Risk of introduction through land borders is the risk of emission from of bordering countries weighted by the length of the shared border. If an epi unit only has one bordering country with emission risk X, then the epi units risk of introduction is also X. If two bordering countries exist with emission risk Y ans Z, then the risk of introduction is a weighted average of Y and Z, with more importance given to the country with the longer border.

The analysis method starts with finding shared borders between epidemiological units and bordering countries, which requires an algorithm align borders.

# Run function to get shared borders
shared_borders <- calc_border_lengths(
  epi_units = tunisia
)

# Get bordering countries to display on ggplot
# (This is internal to calc_border_lengths() function)
bordering_countries <- riskintrodata::neighbours_table |> filter(country_id == "TUN") |> 
  right_join(riskintrodata::world_sf, by = c("neighbour_id" = "iso3"))
            
ggplot() +
  geom_sf(data = bordering_countries, colour = "red", fill = "pink", alpha = 0.5, aes(geometry = geometry)) +
  geom_sf(data = tunisia, fill = "lightblue", colour = "blue", alpha = 0.5) +
  geom_sf(data = shared_borders, colour = "black") +
  geom_sf_label(data = shared_borders, aes(label = sprintf("%.fkm", border_length)), size = 1.5) +
  coord_sf(xlim = c(7, 12), ylim = c(30,38), expand = FALSE)
#> Warning in st_point_on_surface.sfc(sf::st_zm(x)): st_point_on_surface may not
#> give correct results for longitude/latitude data

The main purpose of the function is to correct misaligned borders, as can be seen in the overlaps and divergent borders. The epidemiological units data is used for the “true” border as geospatial data from different sources are rarely well aligned.

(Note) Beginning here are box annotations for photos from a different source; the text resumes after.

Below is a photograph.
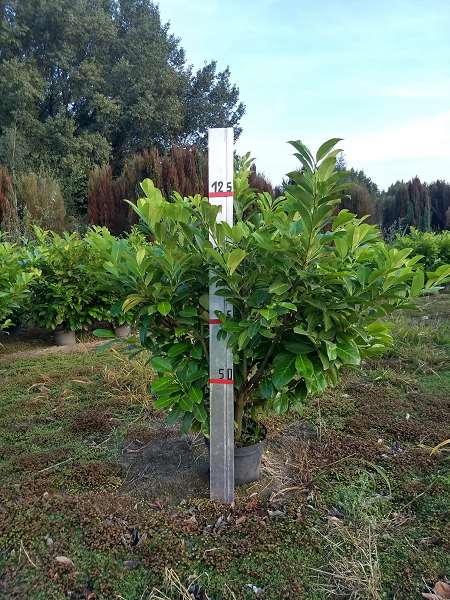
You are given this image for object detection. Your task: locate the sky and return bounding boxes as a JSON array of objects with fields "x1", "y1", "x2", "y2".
[{"x1": 160, "y1": 0, "x2": 450, "y2": 189}]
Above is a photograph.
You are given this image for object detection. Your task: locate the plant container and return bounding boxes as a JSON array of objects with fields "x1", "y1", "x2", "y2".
[
  {"x1": 234, "y1": 440, "x2": 264, "y2": 485},
  {"x1": 55, "y1": 329, "x2": 77, "y2": 346},
  {"x1": 114, "y1": 325, "x2": 131, "y2": 339}
]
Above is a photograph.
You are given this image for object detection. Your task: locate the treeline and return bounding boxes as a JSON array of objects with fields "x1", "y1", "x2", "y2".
[
  {"x1": 341, "y1": 162, "x2": 450, "y2": 236},
  {"x1": 0, "y1": 0, "x2": 244, "y2": 228},
  {"x1": 0, "y1": 146, "x2": 272, "y2": 240}
]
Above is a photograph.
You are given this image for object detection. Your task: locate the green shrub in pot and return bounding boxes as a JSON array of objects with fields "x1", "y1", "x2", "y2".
[
  {"x1": 85, "y1": 226, "x2": 145, "y2": 336},
  {"x1": 31, "y1": 228, "x2": 109, "y2": 331},
  {"x1": 0, "y1": 241, "x2": 40, "y2": 331},
  {"x1": 124, "y1": 140, "x2": 450, "y2": 446}
]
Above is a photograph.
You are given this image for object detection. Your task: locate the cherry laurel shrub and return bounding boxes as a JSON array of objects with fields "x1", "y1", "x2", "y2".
[
  {"x1": 85, "y1": 225, "x2": 145, "y2": 328},
  {"x1": 30, "y1": 227, "x2": 111, "y2": 331},
  {"x1": 0, "y1": 240, "x2": 40, "y2": 331},
  {"x1": 119, "y1": 139, "x2": 450, "y2": 445}
]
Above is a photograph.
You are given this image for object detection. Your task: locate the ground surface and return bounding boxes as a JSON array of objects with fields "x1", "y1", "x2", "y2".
[{"x1": 0, "y1": 295, "x2": 450, "y2": 600}]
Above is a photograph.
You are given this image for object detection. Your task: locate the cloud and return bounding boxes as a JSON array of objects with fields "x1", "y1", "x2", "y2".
[
  {"x1": 378, "y1": 81, "x2": 450, "y2": 99},
  {"x1": 344, "y1": 111, "x2": 450, "y2": 164}
]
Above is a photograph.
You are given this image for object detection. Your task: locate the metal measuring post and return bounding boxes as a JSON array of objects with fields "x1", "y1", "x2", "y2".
[{"x1": 208, "y1": 127, "x2": 234, "y2": 504}]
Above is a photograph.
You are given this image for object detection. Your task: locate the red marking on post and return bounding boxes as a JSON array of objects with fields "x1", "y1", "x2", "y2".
[{"x1": 208, "y1": 192, "x2": 234, "y2": 198}]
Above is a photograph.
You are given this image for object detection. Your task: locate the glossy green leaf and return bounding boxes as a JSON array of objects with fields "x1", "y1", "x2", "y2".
[
  {"x1": 150, "y1": 356, "x2": 172, "y2": 373},
  {"x1": 156, "y1": 302, "x2": 172, "y2": 317},
  {"x1": 272, "y1": 353, "x2": 295, "y2": 390},
  {"x1": 295, "y1": 354, "x2": 314, "y2": 378}
]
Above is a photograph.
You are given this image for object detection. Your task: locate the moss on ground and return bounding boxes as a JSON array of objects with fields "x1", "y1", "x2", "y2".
[{"x1": 0, "y1": 296, "x2": 450, "y2": 600}]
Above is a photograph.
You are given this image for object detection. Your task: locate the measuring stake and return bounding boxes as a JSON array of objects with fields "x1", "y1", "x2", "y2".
[{"x1": 208, "y1": 127, "x2": 234, "y2": 504}]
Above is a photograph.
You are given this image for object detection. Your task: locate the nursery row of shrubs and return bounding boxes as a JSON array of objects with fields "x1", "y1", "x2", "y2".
[
  {"x1": 0, "y1": 226, "x2": 145, "y2": 332},
  {"x1": 0, "y1": 140, "x2": 450, "y2": 445},
  {"x1": 393, "y1": 227, "x2": 450, "y2": 271}
]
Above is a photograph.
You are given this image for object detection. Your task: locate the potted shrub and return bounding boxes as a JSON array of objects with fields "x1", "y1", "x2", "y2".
[
  {"x1": 85, "y1": 226, "x2": 145, "y2": 339},
  {"x1": 0, "y1": 242, "x2": 40, "y2": 331},
  {"x1": 118, "y1": 139, "x2": 450, "y2": 482},
  {"x1": 31, "y1": 228, "x2": 109, "y2": 345}
]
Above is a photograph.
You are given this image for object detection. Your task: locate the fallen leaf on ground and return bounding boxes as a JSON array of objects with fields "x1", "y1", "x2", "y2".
[
  {"x1": 55, "y1": 556, "x2": 75, "y2": 569},
  {"x1": 422, "y1": 581, "x2": 450, "y2": 600}
]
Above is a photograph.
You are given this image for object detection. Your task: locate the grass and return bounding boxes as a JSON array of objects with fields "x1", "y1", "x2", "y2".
[{"x1": 0, "y1": 295, "x2": 450, "y2": 600}]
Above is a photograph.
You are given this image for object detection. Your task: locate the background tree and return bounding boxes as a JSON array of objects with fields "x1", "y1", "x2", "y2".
[{"x1": 0, "y1": 0, "x2": 244, "y2": 213}]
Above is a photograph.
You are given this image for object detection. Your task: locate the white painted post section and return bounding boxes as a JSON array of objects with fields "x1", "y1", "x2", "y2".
[{"x1": 208, "y1": 127, "x2": 234, "y2": 504}]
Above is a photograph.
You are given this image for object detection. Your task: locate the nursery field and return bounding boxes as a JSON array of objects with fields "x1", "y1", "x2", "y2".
[{"x1": 0, "y1": 294, "x2": 450, "y2": 600}]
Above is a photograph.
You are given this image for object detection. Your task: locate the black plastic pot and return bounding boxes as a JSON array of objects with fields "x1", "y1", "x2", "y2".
[
  {"x1": 234, "y1": 441, "x2": 264, "y2": 485},
  {"x1": 55, "y1": 329, "x2": 77, "y2": 346},
  {"x1": 205, "y1": 438, "x2": 265, "y2": 485}
]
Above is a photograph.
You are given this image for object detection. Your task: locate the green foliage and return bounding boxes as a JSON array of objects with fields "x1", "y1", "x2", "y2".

A border length has been calculated for each epi unit that a foreign country. For most of these areas, the risk of introduction will simply equal the emission risk of the neighbouring country, with the exception of Tunisia’s southern most governorate. Which will have an emission risk weighed by the border lengths or each neighbour.

ri_borders <- calc_border_risk(
  epi_units = tunisia, 
  shared_borders = shared_borders,
  emission_risk = emission_risk_table
  )

plot_risk(ri_borders)

We can see that Remada has a risk of introduction weighted by border lengths. The numbers shown along the borders are the emission risk weighted by border lengths with neighbouring countries of Algeria and Libya. As on Remada shares borders with both countries, it is the only one with a weighted average.

4.2.2 Entry point risk

library(riskintroanalysis)
library(dplyr)

entry_points_fp <-
    system.file(
      package = "riskintrodata",
      "samples",
      "tunisia",
      "entry_points", "BORDER_CROSSING_POINTS.csv"
    )

entry_points <- readr::read_csv(entry_points_fp)
#> Rows: 110 Columns: 6
#> ── Column specification ────────────────────────────────────────────────────────
#> Delimiter: ","
#> chr (4): NAME, TYPE, MODE, SOURCES
#> dbl (2): LONGITUDE_X, LATITUDE_Y
#> 
#> ℹ Use `spec()` to retrieve the full column specification for this data.
#> ℹ Specify the column types or set `show_col_types = FALSE` to quiet this message.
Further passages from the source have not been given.